Hi I am interested in getting uncooked chickpeas in Phnom Penh could you please give me place to try to buy per kilo I cooked for the Hare ! Krishna’s kitchen in australia and I cannot find chickpea please. Regards James Schmidt Phone 098228149 or email
I’m afraid I have no idea. Maybe ask at one of the Indian restaurants there.
Great article and very informative. Thanks a bunch. I love salads with fresh, raw veggies and I enjoy fruit. In your experience in Cambodia, is it safe to eat uncooked veggies, lettuces, fruit? Thanks again for all your information.
We did eat salad and I don’t remember getting sick. The vegetarian-friendly places are tourist-orientated so they probably use filtered water to wash salad etc. You can always ask if you’re not sure.

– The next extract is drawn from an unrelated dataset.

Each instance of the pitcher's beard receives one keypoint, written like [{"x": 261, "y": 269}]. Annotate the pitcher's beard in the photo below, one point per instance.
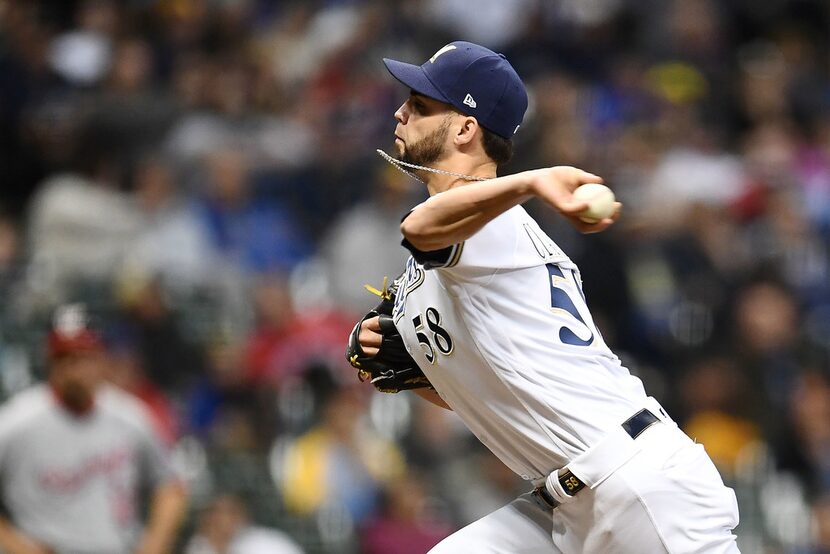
[{"x": 428, "y": 150}]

Great article! I went to Kampot last year and had to think of your sleepy Kampot article all the time! :)
You could also add vegetarian pizza at the market in Kampot. There’s a small stand baking pizza in some kind of pan! Interesting to see, tasty and vegetarian! And cheaper than most western food in Kampot…
If you are in Sihanoukville, then be sure to visit Bamboo Bar. The largest selection of vegetarian and vegan food in the city. Cooking on clean water without using sodium glutamate. Open 24 hours 7 days a week. The kitchen works from 8am to 10pm. We will be glad to see you!
Do you know Cambodian for “pig fat”?
It can even be used when coffee beans are roasted. You will never know something that looks “vegetarian” is really not!
You have imposed your imperialist views in a country where the notion of food does not include your idea of vegetarianism. Unless you are a poor monk who can only eat grass and rice.
A Taste of Cambodia indeed.
Lots of delicious, nutritious food at an unbeatable price – together with the culture in Cambodia, it’s a heck of a combo!
Fantastic photos and article – bookmarked for Selina @ MightyTravels (a vegetarian looking at flights to Cambodia as I type!)
Followed you guys on Twitter so I can read more of your adventures – hope to see you there sometime!
Where did you both stay in Siem Reap? Did you get to try the palm sugar? We were there in 2007. Magical place!
At My Home villa. We didn’t try any palm sugar although we have done elsewhere.
I have to admit I went through this article with a lot of pain and suffering… I wish I was there to try all this amazing dishes! Great photos and what a helpful post!
Thanks for all those links, that will be very useful for me soon! Just a question, a bit personnal, I hope you don’t mind: why are you guys not vegan? Is it because that would be too difficult when you travel? (I am vegan and planning to visit South America along with Asia, wish me good luck!!).
We like cheese too much! And we wouldn’t go vegan now because we already feel like we’re missing out on a lot of local food. It definitely is challenging travelling as a vegan (especially in South America) but plenty of people manage it. Good luck!
I have loved our time in Cambodia and ate at almost everyplace you mentioned in this article. Other than Chiang Mai, Cambodia has been the most vegetarian friendly place in our 8 months of travel! Can’t wait to see what you find in Vietnam, we head there in a couple days.
I’m so glad you enjoyed it Simone. It really surprised us how vegetarian friendly it was—although it’s probably a different story if you get more off the beaten track. Sadly we won’t be going to Vietnam on this trip now (we ended up going sailing in Malaysia and now we’re on Koh Lanta) but our friend is travelling there with a vegan and said it wasn’t too bad. Let us know how you get on!
LOVED Epic Arts Café in Kampot. That eggplant springroll and cous cous dish was SO GOOD. Crammed with fresh bright flavors, and filling, but not heavy. One of the more memorable meals we had in Cambodia and one that I still miss on occasion!
Yes, isn’t it great! So glad you enjoyed it. I found their prices much more reasonable than western cafes in Siem Reap and Phnom Penh as well. And it’s for a great cause.